Difference Between Verifying And Authorising
Verifyed, I say, not Authorised: for the Verification, is but the
Testimony and Record; not the Authority of the law; which consisteth in
the Command of the Soveraign only.
The Law Verifyed By The Subordinate Judge
If therefore a man have a question of Injury, depending on the Law of
Nature; that is to say, on common Equity; the Sentence of the Judge,
that by Commission hath Authority to take cognisance of such causes, is
a sufficient Verification of the Law of Nature in that individuall case.

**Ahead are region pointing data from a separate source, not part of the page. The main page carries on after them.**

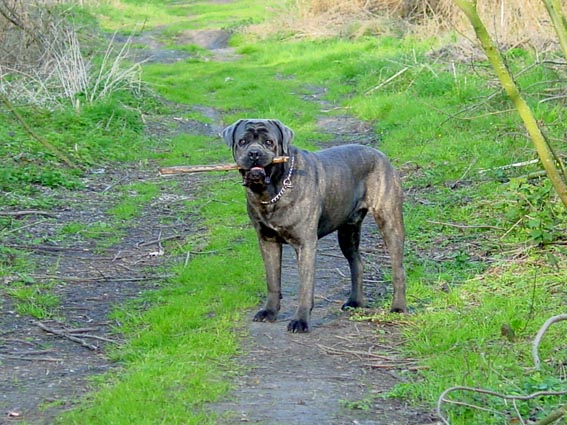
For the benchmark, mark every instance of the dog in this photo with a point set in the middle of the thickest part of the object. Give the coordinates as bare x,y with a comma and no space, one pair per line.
310,196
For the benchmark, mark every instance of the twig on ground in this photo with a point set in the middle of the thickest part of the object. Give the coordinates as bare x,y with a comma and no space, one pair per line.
388,80
27,212
65,335
443,398
552,417
464,226
506,167
31,359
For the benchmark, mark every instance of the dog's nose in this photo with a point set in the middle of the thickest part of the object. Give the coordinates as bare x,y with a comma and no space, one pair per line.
254,155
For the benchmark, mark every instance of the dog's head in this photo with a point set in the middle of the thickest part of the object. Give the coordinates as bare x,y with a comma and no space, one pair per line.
255,143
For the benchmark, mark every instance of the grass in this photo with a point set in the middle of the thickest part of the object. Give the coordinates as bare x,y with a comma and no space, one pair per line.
485,250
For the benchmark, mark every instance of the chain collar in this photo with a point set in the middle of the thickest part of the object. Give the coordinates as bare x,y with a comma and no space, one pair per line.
286,185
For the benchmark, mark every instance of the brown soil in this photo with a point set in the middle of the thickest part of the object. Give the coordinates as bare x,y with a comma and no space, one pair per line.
337,374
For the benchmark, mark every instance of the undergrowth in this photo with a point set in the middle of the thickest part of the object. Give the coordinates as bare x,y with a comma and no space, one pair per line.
486,242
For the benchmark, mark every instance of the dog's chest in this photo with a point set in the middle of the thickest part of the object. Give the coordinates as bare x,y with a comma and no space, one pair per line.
274,223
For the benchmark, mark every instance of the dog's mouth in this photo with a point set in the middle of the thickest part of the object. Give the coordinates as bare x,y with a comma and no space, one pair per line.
255,176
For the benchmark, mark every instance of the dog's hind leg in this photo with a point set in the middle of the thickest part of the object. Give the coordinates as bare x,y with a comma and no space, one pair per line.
349,241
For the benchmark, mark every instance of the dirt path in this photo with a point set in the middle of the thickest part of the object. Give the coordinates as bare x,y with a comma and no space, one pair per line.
334,375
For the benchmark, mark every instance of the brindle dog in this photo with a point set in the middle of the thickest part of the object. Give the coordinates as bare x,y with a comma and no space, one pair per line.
310,196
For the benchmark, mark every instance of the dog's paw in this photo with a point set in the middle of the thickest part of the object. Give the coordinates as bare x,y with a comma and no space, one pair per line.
265,316
298,326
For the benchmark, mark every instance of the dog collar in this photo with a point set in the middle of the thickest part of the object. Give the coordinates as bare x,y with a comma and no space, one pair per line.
286,185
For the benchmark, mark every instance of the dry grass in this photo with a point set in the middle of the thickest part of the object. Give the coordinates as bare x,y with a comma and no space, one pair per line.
512,22
42,60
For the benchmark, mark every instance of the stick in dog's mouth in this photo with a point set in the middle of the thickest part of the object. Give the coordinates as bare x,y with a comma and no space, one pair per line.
182,169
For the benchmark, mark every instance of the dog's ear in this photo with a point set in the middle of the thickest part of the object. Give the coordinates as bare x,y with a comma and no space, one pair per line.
286,133
228,133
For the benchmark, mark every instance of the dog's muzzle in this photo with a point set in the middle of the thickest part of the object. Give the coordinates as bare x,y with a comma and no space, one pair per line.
255,176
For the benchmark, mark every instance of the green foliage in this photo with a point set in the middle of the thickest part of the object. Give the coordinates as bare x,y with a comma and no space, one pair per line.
534,210
469,270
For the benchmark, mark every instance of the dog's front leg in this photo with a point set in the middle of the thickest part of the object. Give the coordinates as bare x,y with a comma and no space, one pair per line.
272,256
306,254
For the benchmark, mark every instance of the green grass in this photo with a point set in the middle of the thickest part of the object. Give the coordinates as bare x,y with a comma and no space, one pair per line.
485,250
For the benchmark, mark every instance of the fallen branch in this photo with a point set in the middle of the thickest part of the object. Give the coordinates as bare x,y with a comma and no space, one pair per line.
65,335
183,169
492,393
552,417
26,212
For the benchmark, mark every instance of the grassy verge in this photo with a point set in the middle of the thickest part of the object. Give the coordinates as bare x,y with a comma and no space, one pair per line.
485,254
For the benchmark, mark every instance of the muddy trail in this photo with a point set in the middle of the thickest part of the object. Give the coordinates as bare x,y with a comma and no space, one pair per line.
337,374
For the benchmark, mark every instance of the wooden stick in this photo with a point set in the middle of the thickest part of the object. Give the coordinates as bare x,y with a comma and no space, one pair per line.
181,169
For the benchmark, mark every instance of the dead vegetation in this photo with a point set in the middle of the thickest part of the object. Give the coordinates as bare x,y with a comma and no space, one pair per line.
46,60
523,22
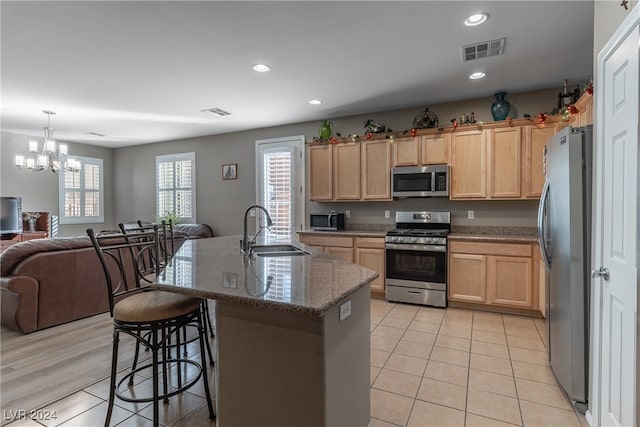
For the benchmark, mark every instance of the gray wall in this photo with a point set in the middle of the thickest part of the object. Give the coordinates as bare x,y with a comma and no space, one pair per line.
222,203
39,190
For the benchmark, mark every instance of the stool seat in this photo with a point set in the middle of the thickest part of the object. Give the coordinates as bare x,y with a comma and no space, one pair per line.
154,306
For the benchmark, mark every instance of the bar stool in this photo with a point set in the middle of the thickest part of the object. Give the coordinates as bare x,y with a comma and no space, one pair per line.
149,316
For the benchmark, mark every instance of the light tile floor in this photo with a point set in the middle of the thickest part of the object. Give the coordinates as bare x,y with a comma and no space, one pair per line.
429,367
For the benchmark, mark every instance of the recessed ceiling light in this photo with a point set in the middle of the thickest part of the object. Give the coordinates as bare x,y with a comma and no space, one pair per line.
477,19
261,68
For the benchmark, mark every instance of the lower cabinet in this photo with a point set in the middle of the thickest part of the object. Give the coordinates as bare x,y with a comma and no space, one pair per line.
369,252
365,251
494,274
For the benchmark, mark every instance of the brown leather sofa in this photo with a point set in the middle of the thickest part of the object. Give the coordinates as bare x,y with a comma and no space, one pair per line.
47,282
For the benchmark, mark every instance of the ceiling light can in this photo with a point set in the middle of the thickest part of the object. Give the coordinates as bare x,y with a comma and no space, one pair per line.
476,19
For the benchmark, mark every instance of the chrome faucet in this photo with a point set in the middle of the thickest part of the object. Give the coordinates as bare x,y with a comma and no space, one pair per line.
245,244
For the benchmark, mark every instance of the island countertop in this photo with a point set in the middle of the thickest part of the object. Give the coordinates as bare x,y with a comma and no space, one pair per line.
215,268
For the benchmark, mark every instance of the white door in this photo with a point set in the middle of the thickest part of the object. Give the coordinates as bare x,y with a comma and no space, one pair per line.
616,232
279,184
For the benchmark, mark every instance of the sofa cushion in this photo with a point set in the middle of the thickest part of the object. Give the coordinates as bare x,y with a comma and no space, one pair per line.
15,254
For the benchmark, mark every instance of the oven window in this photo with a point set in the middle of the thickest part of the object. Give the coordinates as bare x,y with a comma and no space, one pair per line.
421,266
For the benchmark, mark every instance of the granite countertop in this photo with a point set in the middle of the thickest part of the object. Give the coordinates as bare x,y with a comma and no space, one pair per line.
309,285
353,233
495,234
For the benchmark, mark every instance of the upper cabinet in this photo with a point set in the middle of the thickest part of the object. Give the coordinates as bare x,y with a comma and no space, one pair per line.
432,149
585,111
350,171
495,161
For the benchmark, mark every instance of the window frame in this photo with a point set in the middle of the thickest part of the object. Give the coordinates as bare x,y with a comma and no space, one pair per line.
173,158
82,219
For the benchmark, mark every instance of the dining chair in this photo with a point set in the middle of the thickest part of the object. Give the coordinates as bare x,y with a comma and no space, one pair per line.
151,317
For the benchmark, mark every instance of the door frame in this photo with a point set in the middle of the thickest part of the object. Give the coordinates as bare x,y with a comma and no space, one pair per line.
593,414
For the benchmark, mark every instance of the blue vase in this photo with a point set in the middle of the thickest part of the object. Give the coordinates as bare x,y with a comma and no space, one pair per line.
500,108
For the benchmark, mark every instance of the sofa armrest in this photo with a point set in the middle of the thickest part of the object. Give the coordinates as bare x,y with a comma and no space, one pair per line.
19,303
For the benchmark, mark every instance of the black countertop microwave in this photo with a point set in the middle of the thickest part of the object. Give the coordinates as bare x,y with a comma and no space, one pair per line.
420,181
327,222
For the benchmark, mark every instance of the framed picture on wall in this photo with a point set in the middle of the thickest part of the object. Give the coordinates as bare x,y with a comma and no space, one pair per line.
230,171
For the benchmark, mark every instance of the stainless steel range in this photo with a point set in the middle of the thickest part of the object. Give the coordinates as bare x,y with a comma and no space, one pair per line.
416,252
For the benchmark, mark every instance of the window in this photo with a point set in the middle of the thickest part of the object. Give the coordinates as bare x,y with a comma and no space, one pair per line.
81,193
176,186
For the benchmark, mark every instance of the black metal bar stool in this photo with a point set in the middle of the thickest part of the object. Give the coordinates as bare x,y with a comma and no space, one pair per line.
150,317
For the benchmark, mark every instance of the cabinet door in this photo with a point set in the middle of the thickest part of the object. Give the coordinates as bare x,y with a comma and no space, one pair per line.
435,149
340,252
468,165
467,277
503,155
346,174
406,151
509,281
373,259
536,137
376,170
320,172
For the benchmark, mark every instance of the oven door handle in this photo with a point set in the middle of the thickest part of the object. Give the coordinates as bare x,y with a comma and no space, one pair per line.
417,248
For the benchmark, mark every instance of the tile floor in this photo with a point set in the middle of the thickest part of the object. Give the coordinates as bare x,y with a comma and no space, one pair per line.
429,367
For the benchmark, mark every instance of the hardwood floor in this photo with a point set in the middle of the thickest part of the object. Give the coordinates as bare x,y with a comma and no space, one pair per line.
45,366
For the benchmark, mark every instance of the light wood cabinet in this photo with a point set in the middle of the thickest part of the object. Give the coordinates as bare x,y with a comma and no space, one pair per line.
432,149
585,111
320,172
406,151
467,277
346,172
435,148
468,165
376,168
369,253
494,274
503,154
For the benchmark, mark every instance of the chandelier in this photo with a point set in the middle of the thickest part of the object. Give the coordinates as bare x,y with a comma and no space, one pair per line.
49,157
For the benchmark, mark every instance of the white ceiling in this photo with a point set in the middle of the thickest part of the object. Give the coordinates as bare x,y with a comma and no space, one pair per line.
141,71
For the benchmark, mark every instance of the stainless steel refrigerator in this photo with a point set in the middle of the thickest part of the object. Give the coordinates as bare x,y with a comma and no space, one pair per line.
564,228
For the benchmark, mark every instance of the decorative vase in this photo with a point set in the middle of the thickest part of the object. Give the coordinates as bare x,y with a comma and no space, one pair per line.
500,108
325,130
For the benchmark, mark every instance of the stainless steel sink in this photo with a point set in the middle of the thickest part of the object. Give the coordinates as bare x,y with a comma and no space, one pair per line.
278,250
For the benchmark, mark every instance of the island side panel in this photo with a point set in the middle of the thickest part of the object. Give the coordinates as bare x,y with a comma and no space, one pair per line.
270,368
347,362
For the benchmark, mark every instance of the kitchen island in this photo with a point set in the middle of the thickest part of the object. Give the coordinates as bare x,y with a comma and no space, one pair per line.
292,332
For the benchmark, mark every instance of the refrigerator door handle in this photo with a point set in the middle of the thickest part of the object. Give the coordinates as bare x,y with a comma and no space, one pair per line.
542,225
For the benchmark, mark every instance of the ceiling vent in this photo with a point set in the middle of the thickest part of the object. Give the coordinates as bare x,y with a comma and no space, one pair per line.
216,111
483,50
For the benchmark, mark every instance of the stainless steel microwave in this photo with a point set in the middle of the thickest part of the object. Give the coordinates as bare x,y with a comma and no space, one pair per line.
420,181
328,222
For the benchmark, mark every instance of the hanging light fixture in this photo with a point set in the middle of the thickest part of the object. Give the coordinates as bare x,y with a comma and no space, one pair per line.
49,157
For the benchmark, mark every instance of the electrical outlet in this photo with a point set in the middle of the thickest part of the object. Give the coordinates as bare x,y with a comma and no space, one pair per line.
345,310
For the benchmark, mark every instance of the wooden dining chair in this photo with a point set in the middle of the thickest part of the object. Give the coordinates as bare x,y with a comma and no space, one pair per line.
151,317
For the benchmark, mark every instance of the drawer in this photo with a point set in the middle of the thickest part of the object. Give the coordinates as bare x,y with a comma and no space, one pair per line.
483,248
337,241
370,242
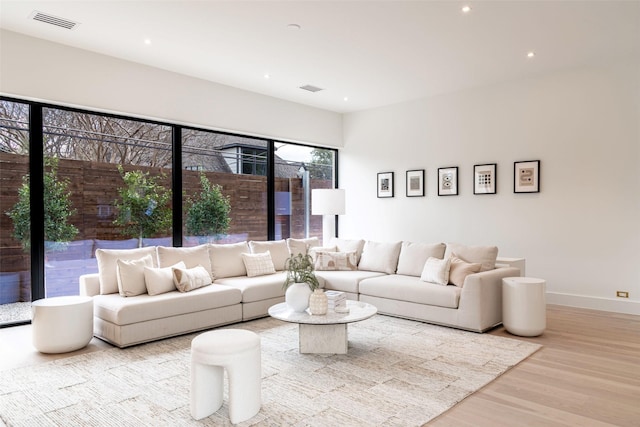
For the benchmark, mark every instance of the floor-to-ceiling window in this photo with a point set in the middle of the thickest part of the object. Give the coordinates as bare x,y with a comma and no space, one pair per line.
108,182
225,188
15,282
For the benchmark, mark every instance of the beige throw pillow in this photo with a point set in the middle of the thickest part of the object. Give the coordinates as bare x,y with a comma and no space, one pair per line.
485,255
226,260
191,256
414,255
278,249
188,279
461,269
301,246
436,271
336,261
258,264
130,276
107,263
380,256
160,280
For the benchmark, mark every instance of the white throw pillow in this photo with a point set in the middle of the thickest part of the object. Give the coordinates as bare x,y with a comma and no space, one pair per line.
188,279
130,275
485,255
160,280
301,246
107,259
348,245
191,256
278,249
414,255
258,264
436,271
460,270
226,259
336,261
382,257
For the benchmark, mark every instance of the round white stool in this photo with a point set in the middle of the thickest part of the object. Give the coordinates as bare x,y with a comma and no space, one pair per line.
524,311
62,324
237,351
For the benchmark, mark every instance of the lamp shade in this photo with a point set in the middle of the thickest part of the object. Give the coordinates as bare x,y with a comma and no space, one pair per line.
327,201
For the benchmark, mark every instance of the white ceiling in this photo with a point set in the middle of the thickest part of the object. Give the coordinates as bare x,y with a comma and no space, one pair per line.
373,52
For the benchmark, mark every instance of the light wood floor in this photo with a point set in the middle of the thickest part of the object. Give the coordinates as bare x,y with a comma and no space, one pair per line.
587,374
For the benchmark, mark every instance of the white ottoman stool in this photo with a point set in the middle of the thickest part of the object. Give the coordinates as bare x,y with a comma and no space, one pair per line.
62,324
524,311
237,351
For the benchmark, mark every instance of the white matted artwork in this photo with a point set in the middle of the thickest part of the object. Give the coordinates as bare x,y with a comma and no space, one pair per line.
385,184
484,178
448,181
526,176
415,183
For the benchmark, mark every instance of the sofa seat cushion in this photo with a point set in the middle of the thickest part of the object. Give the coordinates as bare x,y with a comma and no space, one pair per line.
412,289
124,311
344,281
257,288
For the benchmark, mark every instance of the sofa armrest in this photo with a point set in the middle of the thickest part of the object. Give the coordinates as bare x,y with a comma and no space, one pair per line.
90,284
481,298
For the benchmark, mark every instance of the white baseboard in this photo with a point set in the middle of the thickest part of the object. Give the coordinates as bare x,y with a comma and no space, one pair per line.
594,303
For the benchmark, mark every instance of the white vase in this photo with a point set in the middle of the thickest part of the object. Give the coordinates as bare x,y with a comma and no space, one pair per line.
297,296
318,302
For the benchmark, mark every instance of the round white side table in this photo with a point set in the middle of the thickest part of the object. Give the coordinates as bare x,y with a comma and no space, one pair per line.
62,324
524,310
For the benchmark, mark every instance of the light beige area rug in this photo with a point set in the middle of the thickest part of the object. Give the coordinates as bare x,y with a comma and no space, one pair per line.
397,373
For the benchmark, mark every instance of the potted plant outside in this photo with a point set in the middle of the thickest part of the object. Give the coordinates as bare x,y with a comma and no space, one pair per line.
300,282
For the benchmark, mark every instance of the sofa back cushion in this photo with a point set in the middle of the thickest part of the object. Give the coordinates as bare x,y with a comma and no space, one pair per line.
107,263
300,246
130,275
379,256
226,259
485,255
413,256
348,245
192,257
278,249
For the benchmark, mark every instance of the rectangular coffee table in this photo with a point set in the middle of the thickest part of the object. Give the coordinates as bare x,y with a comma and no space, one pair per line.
327,333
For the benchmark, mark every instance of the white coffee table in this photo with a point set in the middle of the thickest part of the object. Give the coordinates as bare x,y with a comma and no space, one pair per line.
323,334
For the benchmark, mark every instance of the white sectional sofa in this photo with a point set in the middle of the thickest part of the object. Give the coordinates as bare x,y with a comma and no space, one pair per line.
152,293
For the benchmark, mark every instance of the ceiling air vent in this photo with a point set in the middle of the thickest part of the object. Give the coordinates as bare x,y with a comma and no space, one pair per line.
311,88
53,20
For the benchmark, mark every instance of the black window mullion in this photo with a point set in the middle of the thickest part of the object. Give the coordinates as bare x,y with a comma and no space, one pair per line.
36,200
176,185
271,191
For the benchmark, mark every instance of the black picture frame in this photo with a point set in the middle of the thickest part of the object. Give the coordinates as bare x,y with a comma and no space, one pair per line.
415,183
385,184
485,178
526,176
448,181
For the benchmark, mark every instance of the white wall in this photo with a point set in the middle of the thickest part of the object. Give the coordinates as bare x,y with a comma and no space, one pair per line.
581,232
40,70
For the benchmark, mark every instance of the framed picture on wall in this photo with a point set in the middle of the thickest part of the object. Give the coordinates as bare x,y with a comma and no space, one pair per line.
526,176
484,178
448,181
415,183
385,184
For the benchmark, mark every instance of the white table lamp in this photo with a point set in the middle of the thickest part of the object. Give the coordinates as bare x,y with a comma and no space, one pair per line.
328,203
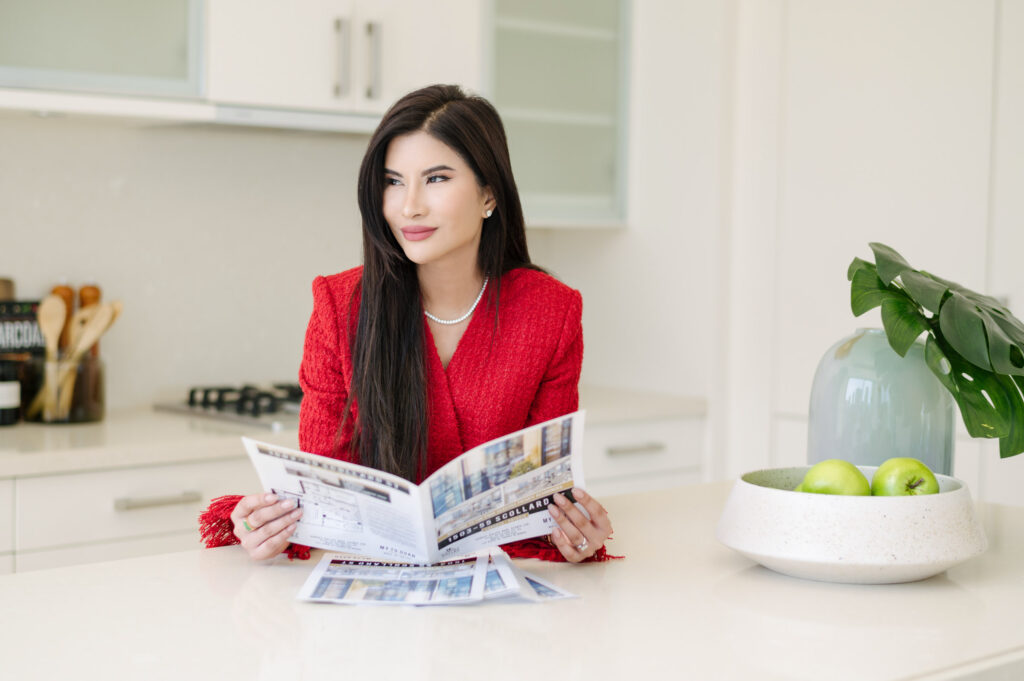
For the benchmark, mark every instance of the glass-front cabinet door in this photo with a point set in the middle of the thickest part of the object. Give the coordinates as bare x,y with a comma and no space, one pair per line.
559,81
139,47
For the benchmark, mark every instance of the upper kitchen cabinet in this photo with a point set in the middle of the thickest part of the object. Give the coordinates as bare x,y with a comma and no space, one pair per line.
108,46
559,80
339,55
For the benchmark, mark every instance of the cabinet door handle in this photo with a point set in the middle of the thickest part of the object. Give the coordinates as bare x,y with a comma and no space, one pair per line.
343,81
644,448
133,503
374,39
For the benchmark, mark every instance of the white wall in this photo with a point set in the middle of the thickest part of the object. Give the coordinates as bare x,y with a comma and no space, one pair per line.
897,122
211,237
649,290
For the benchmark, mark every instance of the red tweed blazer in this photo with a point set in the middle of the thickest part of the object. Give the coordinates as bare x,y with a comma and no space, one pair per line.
498,381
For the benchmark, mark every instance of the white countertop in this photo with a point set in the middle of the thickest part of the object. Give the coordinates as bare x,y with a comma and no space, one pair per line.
141,436
680,605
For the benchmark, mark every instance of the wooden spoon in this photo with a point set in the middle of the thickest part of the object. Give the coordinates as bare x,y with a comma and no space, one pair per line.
91,332
51,320
78,322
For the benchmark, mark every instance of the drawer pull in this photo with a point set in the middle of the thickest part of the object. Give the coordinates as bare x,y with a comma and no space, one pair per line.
646,448
131,504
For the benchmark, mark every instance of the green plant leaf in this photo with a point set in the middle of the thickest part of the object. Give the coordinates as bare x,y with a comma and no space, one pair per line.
1007,356
902,322
925,290
1013,443
891,264
974,344
867,292
967,383
964,329
1010,325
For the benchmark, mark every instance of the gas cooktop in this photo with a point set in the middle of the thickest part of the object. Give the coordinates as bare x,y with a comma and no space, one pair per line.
274,407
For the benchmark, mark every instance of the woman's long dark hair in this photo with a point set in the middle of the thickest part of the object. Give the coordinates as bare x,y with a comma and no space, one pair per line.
389,367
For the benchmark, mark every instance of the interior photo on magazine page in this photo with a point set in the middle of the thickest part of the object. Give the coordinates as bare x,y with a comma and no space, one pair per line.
494,494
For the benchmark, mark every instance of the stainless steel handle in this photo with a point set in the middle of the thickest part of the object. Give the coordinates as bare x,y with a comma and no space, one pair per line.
645,448
343,81
131,504
374,39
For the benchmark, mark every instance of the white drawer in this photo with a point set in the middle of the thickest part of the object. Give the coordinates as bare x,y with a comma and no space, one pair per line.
6,516
75,509
642,448
93,553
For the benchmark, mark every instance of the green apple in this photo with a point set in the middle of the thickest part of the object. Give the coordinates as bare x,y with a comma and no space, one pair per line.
903,476
835,476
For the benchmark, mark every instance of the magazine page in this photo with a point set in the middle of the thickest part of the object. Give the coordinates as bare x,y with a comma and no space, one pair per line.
340,580
500,492
345,507
501,581
542,590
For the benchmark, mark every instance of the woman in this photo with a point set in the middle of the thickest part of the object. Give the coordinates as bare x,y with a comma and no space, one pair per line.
446,337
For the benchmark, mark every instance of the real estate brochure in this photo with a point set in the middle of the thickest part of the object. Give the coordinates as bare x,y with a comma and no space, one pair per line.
494,494
340,579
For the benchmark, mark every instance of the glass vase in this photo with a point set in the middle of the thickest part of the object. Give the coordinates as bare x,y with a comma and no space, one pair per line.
868,405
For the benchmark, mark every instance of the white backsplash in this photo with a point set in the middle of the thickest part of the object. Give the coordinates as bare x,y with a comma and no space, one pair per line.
211,237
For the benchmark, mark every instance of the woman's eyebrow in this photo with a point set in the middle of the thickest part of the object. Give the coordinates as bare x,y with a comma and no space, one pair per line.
388,171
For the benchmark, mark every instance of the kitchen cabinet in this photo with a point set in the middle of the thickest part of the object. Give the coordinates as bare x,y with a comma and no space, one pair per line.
643,455
132,484
119,513
566,130
641,440
110,46
338,55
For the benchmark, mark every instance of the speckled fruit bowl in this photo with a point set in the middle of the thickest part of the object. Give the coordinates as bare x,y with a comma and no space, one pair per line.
855,540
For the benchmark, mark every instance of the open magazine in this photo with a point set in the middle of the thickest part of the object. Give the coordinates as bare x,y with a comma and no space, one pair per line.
494,494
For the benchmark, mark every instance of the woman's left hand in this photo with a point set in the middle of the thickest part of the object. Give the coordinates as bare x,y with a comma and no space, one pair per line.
577,536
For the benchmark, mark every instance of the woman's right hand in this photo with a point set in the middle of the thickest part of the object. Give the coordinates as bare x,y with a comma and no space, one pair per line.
264,524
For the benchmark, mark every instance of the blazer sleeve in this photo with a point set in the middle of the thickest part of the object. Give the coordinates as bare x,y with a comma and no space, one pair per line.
323,376
559,390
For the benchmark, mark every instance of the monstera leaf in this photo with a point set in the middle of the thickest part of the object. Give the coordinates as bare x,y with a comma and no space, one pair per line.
974,345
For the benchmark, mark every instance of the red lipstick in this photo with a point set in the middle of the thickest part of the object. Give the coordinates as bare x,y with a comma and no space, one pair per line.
417,232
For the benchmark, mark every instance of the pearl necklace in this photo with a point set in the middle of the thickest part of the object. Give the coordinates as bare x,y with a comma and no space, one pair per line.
464,316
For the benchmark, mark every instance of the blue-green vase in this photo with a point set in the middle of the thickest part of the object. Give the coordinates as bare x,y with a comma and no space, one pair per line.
868,405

For though the advice of one that professeth the study of the Law, be
usefull for the avoyding of contention; yet it is but advice; tis the
Judge must tell men what is Law, upon the hearing of the Controversy.
By The Publique Registers
But when the question is of injury, or crime, upon a written Law; every
man by recourse to the Registers, by himself, or others, may (if he
will) be sufficiently enformed, before he doe such injury, or commit the
crime, whither it be an injury, or not: Nay he ought to doe so: for when
a man doubts whether the act he goeth about, be just, or injust; and may
informe himself, if he will; the doing is unlawfull. In like manner, he
that supposeth himself injured, in a case determined by the written Law,
which he may by himself, or others see and consider; if he complaine
before he consults with the Law, he does unjustly, and bewrayeth a
disposition rather to vex other men, than to demand his own right.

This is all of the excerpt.